The Disclosure

What responsible disclosure actually looks like from the inside. The finding, the write-up, the send, the silence. What it costs and what it gives back.


Nobody tells you about the waiting.

The popular image of security research — to the extent that anyone outside the field has an image of it — is the moment of discovery. The late night, the screen, the sudden realisation that something doesn't add up. That part is real, and it is genuinely exciting. But the discovery is maybe ten percent of the process. The other ninety is what happens after, and most of it is just: waiting to find out whether anyone cares.

I do this work independently, pro bono. There's no employer, no team, no budget. The research I publish and the findings I disclose are done on my own time, with my own equipment, out of genuine interest in how systems are built and where they fail. I've disclosed findings to software vendors and operating system developers. Some of those disclosures have been accepted, acknowledged, and fixed. Some have been met with silence.

The process, when it works properly, goes something like this. You find something. You verify it — which is harder than it sounds, because source code and running binaries can diverge, and what looks like a bug in the code isn't always a bug in the thing people are actually running. You write it up: the affected component, the nature of the issue, a clear account of what you found and how. You send it to the appropriate contact — a bugs mailing list, a security team, a CNA. And then you wait.

The write-up is the bit I find most demanding, more so than the research itself. A disclosure has to do several things at once. It has to be technically precise enough that someone who knows the codebase can immediately understand what you're pointing at. It has to be honest about what you've verified and what you haven't. It has to be written with enough care that it reads as a good-faith contribution rather than a threat. And it has to be short enough that a busy developer will actually read it rather than set it aside for later, which in some contexts means never.

Getting that balance right takes longer than people expect. I've sent disclosures that I rewrote three or four times before I was confident enough in the framing to press send. The technical content might be finished in an afternoon; the document itself can take days.

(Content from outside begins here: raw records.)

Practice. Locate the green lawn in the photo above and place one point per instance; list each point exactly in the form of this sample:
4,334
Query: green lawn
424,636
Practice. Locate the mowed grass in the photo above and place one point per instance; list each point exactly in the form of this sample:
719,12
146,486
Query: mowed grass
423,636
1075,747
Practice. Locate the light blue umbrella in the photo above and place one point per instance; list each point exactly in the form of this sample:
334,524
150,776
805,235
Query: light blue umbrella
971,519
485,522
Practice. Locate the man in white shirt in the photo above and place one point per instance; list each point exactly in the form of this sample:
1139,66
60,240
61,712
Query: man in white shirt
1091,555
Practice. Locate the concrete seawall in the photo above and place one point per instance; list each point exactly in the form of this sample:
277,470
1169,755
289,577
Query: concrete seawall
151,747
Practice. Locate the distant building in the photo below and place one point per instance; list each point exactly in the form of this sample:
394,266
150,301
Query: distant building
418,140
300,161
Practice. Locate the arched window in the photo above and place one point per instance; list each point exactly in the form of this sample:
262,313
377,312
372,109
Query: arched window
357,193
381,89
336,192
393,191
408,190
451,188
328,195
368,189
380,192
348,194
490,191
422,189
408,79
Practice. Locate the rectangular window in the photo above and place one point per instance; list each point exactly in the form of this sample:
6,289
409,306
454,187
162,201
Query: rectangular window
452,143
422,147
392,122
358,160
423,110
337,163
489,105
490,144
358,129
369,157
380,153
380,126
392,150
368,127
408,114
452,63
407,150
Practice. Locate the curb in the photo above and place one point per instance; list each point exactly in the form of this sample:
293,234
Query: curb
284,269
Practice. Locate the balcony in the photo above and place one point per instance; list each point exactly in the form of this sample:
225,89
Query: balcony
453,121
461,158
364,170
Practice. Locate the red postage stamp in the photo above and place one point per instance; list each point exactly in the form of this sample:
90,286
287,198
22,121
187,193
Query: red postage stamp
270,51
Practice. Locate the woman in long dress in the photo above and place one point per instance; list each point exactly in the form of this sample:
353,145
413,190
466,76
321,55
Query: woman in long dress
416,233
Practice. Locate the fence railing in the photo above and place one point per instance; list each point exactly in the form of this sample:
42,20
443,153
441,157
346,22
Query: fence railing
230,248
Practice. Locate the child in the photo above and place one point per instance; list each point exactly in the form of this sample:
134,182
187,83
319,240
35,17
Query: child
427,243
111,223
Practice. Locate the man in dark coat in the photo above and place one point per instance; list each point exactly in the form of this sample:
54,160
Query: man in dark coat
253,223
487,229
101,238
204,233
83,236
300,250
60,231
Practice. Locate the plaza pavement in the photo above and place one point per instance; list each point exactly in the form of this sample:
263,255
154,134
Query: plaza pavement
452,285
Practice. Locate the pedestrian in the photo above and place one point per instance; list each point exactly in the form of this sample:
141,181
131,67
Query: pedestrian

The wait after sending has a particular texture. You're holding something that you know is real — you've verified it, you've documented it, it exists — and you have no idea whether the people on the other end will agree, or care, or even read it. The thirty-day rule I work to is this: if there's no response in thirty days, I publish. That's not punitive. It's just a necessary discipline, because the alternative — waiting indefinitely, holding findings that might matter to users while a vendor decides whether to engage — is not a reasonable position. The clock is there to create structure, not pressure.

When a finding is accepted and fixed, there's a specific satisfaction that I find difficult to describe precisely. It's not triumph — the thing was always real, the acceptance doesn't change what you found. It's more like: the conversation completed. Someone read what you wrote, understood it, and did something about it. In a world where most communication disappears without trace, that completeness feels like something.

When a finding is ignored — no acknowledgement, no fix, no response at all — the feeling is different. Duller. There's a faint sense of having shouted into a room and heard nothing back. You publish anyway, because the point of disclosure is not acknowledgement; it's that the information reaches the people who need it. But it's harder to feel that you've contributed something when the conversation only goes one way.

I've had both. The accepted ones are in the public record. The ignored ones are published too. The work is the same either way. The reception is out of your hands, which is something you learn to be calm about, or at least to perform calm about, which might be the same thing eventually.

What keeps me doing it is simpler than any of this: it's interesting. Finding out how things are actually built, where the assumptions were made, where the edges weren't quite as solid as they looked — that's genuinely interesting work. The disclosure is just the last step. The work is the whole of it.